I was with your sisters.
Time went by unnoticed.
I got through it.
The mix of feelings that I was feeling the week of your birthday were really intense. I had never in my life been so scared. I was scared of so much.
Leaving your sisters
C-Section
Your health
My health
Time went by. Appointments went by. Play time went by. Snuggles with your sisters.
It all disappeared.
And, suddenly it was time!
"Why had I wished my time away?"
" I am not ready!"
" I didn't do enough with the girls!"
"What if something bad happens?"
"How am I equipped enough to be a mother of 3?"
We got to the hospital. We were prepping. We were excited.
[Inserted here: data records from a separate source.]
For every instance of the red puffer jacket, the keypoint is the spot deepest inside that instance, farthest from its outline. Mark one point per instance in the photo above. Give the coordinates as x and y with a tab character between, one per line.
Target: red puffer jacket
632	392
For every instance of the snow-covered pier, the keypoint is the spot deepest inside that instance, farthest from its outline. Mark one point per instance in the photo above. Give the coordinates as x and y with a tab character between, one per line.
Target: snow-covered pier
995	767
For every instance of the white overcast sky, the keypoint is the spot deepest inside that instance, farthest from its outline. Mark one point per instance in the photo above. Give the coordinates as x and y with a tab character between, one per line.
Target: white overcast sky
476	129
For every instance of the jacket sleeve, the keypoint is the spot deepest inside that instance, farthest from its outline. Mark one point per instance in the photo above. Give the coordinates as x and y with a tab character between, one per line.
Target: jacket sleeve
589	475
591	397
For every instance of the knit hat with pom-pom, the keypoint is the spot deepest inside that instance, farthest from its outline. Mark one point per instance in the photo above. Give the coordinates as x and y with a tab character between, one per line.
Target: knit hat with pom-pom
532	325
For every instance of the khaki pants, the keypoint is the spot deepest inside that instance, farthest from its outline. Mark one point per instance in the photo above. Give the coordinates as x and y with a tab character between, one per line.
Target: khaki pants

I was a mess. Barely hanging on.
The C-section began with my doctor hugging me and consoling me. I was scared, and everyone in the room knew it. The anesthesiologist talked to me about ice cream and my high school job of working at Durbin's.
I tried not to cry.
I tried not to listen to all of the things going on around me. I tried to focus on your Dad.
Time went by.
It felt like forever.
I asked, "why is this taking so long?" Your Dad replied, "It's not, they are moving so fast around this room!" And then my doctor said in her sweet voice, "Meghan, we are about to pull the baby out. Get ready to feel a little pressure and then we will show him to you."
It was time.
I held my breath.
I closed my eyes.
I felt the pressure.
I heard her voice again, "Meghan, look at this perfect boy! Look at how alert and calm he is!"
I looked!
I saw you, I sobbed!
You were perfect.
You were absolutely amazing.
It felt like forever before you cried out, I asked your Dad if you were ok, and then we heard you!
Your Dad left my side to go meet you!
I felt like I was never going to stop crying.
Time.
Time, is such a funny thing.
It sneaks up on you when you aren't ready for it, even when you think you are.
The moment I saw your face all of the doubt, all of the fear, it melted.
You were here, and all I wanted was for you to be with me forever.
Since these beginning moments we have had so many more! All wonderful and all fleeting.
A year has gone by in the blink of an eye. You have changed and grown. You have learned so much and impress us daily with how "advanced" you are! ;-)
All these moments, all this time we've had has been pure bliss. The fear I had, has turned into the greatest love I've ever felt. You and your sisters have given me everything, and more than I knew my heart needed.
Time will keep going by, birthdays will keep coming, fear, and worry will keep happening but, time will again pass. My love for you will never change, no matter how much time passes.
I love you so big! Happy Birthday to our best guy!